ESPE Yearbook of Paediatric Endocrinology (2025) 22 2.18 | DOI: 10.1530/ey.22.2.18

ESPEYB25 2. Antenatal and Neonatal Endocrinology Ambiguous Genitalia (1 abstracts)

2.18. Ambiguous genitalia due to 3[beta]-Hydroxysteroid dehydrogenase type 2 deficiency: clinical, genetic, and functional characterization of two novel HSD3B2 variants

Jani Liimatta , Kay Sauter , Therina du Toit , André Schaller , Dagmar l’Allemand & Christa E. Flück



JCEM Case Rep. 2025 Jan 20;3(2):luae245. doi: 10.1210/jcemcr/luae245

Brief Summary: This case report describes a 46,XY neonate born with ambiguous genitalia in whom 2 novel heterozygous variants in the HSD3β2 gene were found (c.779C > T/p.Pro260Leu and c.307 + 1G > A/p.Gly103Asp,fs29X), but only after age 5 y when she presented with premature pubarche and adrenarche, relative tall stature and +1.8 y advanced bone age. These novel variants were validated in vitro in transfected cells.
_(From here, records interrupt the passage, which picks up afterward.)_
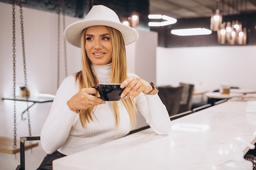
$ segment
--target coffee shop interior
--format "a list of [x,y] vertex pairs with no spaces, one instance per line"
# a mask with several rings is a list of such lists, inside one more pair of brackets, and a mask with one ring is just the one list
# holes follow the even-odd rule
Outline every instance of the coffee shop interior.
[[[14,139],[19,148],[20,137],[40,135],[60,84],[81,69],[80,49],[66,43],[63,32],[84,18],[93,5],[112,9],[121,22],[138,32],[138,41],[126,46],[128,68],[155,83],[171,119],[175,118],[173,126],[198,112],[218,110],[217,104],[235,102],[231,102],[234,98],[245,99],[242,104],[256,100],[255,0],[20,1],[22,5],[18,0],[0,0],[0,170],[16,169],[20,164]],[[139,113],[134,134],[148,130]],[[256,122],[249,121],[245,124],[256,132]],[[247,134],[254,139],[247,142],[255,143],[256,133]],[[36,169],[46,155],[40,141],[33,144],[25,151],[27,170]],[[173,169],[203,169],[189,163]]]

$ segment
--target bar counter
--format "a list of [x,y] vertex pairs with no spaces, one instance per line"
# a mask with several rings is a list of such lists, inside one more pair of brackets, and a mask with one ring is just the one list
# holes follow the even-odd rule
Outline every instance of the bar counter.
[[[234,137],[256,142],[256,113],[246,105],[228,101],[172,121],[168,135],[146,129],[56,160],[53,169],[221,170]],[[249,148],[242,148],[245,155]]]

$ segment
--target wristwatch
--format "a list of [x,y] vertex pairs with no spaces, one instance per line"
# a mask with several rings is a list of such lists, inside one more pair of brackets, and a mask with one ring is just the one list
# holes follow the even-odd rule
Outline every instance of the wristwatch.
[[151,83],[150,83],[150,85],[151,85],[153,89],[152,91],[147,93],[146,94],[147,95],[153,95],[158,93],[158,92],[159,91],[159,90],[158,90],[158,88],[157,88],[157,86],[155,86],[155,84],[154,84],[154,83],[153,83],[153,82],[151,82]]

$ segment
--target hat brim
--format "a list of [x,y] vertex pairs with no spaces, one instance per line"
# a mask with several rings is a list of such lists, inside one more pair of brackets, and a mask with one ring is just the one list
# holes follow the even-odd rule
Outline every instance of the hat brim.
[[82,20],[71,24],[64,30],[64,38],[71,44],[81,48],[82,31],[86,28],[97,25],[108,26],[119,31],[123,35],[126,45],[132,43],[139,38],[138,32],[130,26],[114,22],[93,19]]

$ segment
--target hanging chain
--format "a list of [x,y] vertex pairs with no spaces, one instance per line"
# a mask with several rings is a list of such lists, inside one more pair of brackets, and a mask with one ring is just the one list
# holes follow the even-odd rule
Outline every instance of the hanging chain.
[[17,137],[17,134],[16,132],[17,129],[16,128],[16,55],[15,52],[15,2],[14,0],[12,0],[12,57],[13,57],[13,148],[17,147],[16,138]]
[[[65,23],[65,2],[64,0],[62,0],[62,18],[63,19],[63,30],[65,29],[66,27]],[[63,41],[64,50],[64,61],[65,64],[65,77],[67,76],[67,50],[66,48],[66,40]]]
[[60,13],[61,0],[58,1],[58,49],[57,55],[57,89],[58,88],[60,83]]
[[[64,0],[62,0],[62,14],[63,14],[63,30],[65,29],[65,2]],[[61,33],[61,0],[58,1],[58,49],[57,49],[57,88],[58,89],[59,86],[60,84],[60,35]],[[66,48],[66,41],[64,40],[64,62],[65,68],[65,76],[67,76],[67,50]]]
[[27,68],[26,68],[26,57],[25,56],[25,45],[24,43],[24,32],[23,21],[23,11],[22,10],[22,0],[20,0],[20,29],[21,30],[21,41],[22,43],[22,55],[23,61],[23,71],[24,72],[24,82],[25,84],[25,92],[26,94],[26,100],[27,101],[27,115],[28,126],[29,128],[29,135],[31,136],[31,128],[30,126],[30,118],[29,117],[29,102],[28,102],[28,88],[27,88]]

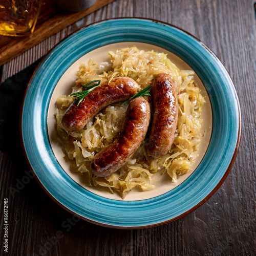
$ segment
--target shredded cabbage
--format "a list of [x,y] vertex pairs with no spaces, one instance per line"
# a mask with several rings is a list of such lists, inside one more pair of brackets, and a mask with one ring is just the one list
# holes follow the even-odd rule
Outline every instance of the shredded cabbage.
[[90,170],[90,162],[96,154],[117,137],[125,116],[127,104],[121,106],[122,102],[117,102],[108,106],[79,133],[71,136],[58,124],[75,98],[61,95],[58,98],[56,113],[58,133],[62,139],[66,154],[74,161],[71,170],[86,175],[89,185],[108,187],[111,193],[117,191],[124,198],[135,187],[139,186],[142,190],[154,188],[152,179],[157,172],[169,175],[173,181],[177,182],[179,175],[190,169],[191,163],[198,156],[197,150],[203,136],[200,115],[205,100],[194,82],[194,71],[180,70],[167,58],[167,54],[153,51],[145,52],[135,47],[110,52],[109,54],[112,67],[107,62],[95,63],[92,59],[87,65],[80,66],[77,73],[78,79],[71,93],[81,91],[81,84],[93,80],[109,81],[117,76],[132,78],[143,89],[150,84],[156,74],[164,72],[173,77],[178,94],[178,124],[175,139],[169,152],[160,159],[152,158],[147,156],[143,142],[131,159],[118,172],[106,177],[93,175]]

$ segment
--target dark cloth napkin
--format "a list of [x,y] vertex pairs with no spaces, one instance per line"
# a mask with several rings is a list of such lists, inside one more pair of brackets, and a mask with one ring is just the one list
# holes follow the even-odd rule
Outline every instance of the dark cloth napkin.
[[0,151],[21,150],[19,114],[29,80],[40,61],[7,78],[0,85]]

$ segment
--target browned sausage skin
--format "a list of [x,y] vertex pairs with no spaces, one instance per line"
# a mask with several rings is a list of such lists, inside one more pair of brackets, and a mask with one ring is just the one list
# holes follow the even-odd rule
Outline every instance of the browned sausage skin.
[[143,141],[150,120],[150,107],[143,98],[131,101],[121,132],[110,145],[95,155],[91,163],[97,176],[110,175],[122,166]]
[[160,158],[174,142],[178,121],[178,99],[172,78],[162,73],[155,77],[152,85],[154,115],[146,143],[148,155]]
[[63,115],[60,126],[72,135],[103,108],[112,103],[126,100],[138,92],[139,86],[129,77],[117,77],[100,84],[86,96],[79,105],[75,101]]

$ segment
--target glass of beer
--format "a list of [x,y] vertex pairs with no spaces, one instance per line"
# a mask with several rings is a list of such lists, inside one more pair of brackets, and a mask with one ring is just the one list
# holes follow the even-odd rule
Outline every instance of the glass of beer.
[[42,0],[0,0],[0,35],[32,34],[42,3]]

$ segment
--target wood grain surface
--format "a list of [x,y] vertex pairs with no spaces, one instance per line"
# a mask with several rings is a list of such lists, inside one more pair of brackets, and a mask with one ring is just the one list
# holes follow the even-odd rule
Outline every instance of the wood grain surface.
[[[82,220],[69,226],[72,215],[50,199],[33,179],[12,195],[10,188],[29,170],[23,156],[1,152],[1,210],[3,216],[3,200],[8,198],[9,255],[256,255],[254,2],[116,0],[2,66],[2,81],[77,29],[117,17],[151,18],[173,24],[199,38],[221,59],[234,82],[242,115],[241,143],[233,167],[217,192],[189,215],[157,227],[125,230]],[[3,248],[1,252],[5,255]]]
[[62,10],[52,0],[44,0],[34,33],[22,37],[0,35],[0,66],[113,1],[97,0],[84,11],[72,13]]

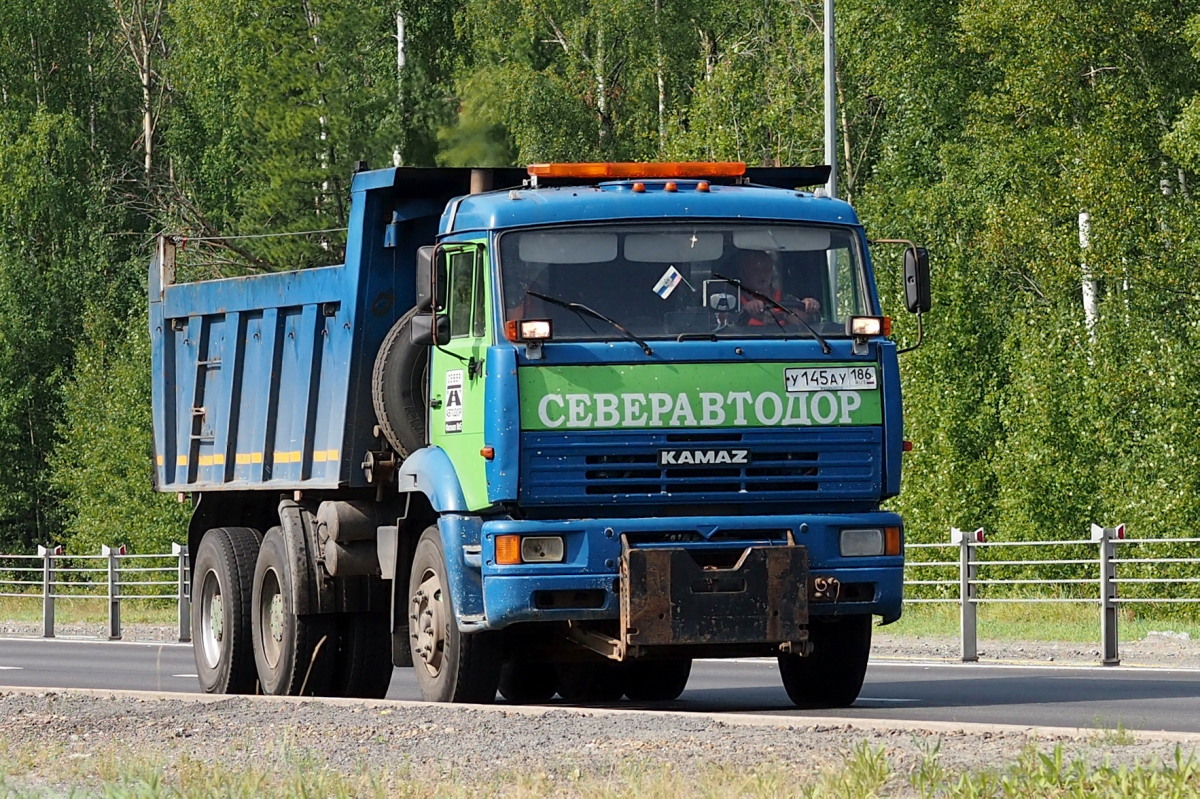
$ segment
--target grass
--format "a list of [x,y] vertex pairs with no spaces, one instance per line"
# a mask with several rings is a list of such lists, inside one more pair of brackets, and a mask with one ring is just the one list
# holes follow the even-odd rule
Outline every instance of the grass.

The midwife and pediatrician attending this infant after birth had noted increased 17-hydroxyprogesterone on neonatal screening, an External Genital Score of 6.5/12 with a 2.2 cm genital tubercle, scrotal hypospadias and echographically normal labioscrotal gonads with no uterus. Female sex of rearing was recommended. There was no evidence of adrenal failure and steroid studies in infancy, including mass spectroscopy (LC/GC MS), did not confirm a specific diagnosis.

At age 5 y, electrolytes, ACTH, testosterone and DHT remained normal, serum aldosterone was very low, and DHEA and DHEAS were elevated. A 0.25 mg Synacthen test showed an increased DHEA/androstenedione ratio– the clue to the enzymatic block - along with suggestive LC/GC-MS steroid features. Hydrocortisone (10 mg/m2/d) and fludrocortisone (0.05 mg/d) treatment was initiated. At age 7 y, the DSD team noted midpubertal status (P3, G3), stretched phallus length 6 cm, no gynecomastia, continued BA advancement but a predicted height within genetic target. There was no gender dysphoria although it was noted that the counselling was particularly sensitive given the extent of virilisation and context of autism and cognitive and language delay; options for management will continue to be discussed.

The most important contribution of this case report, besides adding novel, rigorously tested disease-causing variants in HSD3β2, is the excellent differential diagnostic table, and the discussion of the pitfalls involved in steroid measurements, particularly when there is some retention of enzyme activity as in this patient.